Dans un bar du fond des États-Unis, un homme d’ailleurs converse avec une femme du coin. Elle s’appelle Jane et son fauteuil roule. L’homme s’en va. Jane n’a qu’un ami. Un ami qui parle aux anges.

J’attendais une nouvelle réalisation d’Olivier Dahan comme le prochain hiver: sans impatience aucune. Me voilà néanmoins aux première loges. D’ici, ça fleure la bluette. À l’écran, les bons sentiments transpirent. Ce devrait être pire, mais Forest Whitaker et les gentils rôles secondaires m’évitent la torpeur.
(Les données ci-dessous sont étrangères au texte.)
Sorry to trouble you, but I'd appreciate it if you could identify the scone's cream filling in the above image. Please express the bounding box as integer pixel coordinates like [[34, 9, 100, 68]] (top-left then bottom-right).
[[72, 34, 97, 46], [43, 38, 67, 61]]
Quant au réalisateur, acclamé pour avoir enlaidi Marion Cotillard, il réussit aujourd’hui l’exploit de me dégoûter d’une partition de Bob Dylan. Balèze!

De : Olivier Dahan 1h37

Avec (entre autres) : Renée Zellweger, Forest Whitaker, Nick Nolte, Madeline Zima

Max et les maximonstres [Where The Wild Things Are]

Max aime se déguiser en chat. C’est un enfant imaginatif mais dont l’agitation lasse parfois sa mère et sa soeur. Loin de chez lui, il rencontre quelques monstres loufoques et décide de vivre avec eux.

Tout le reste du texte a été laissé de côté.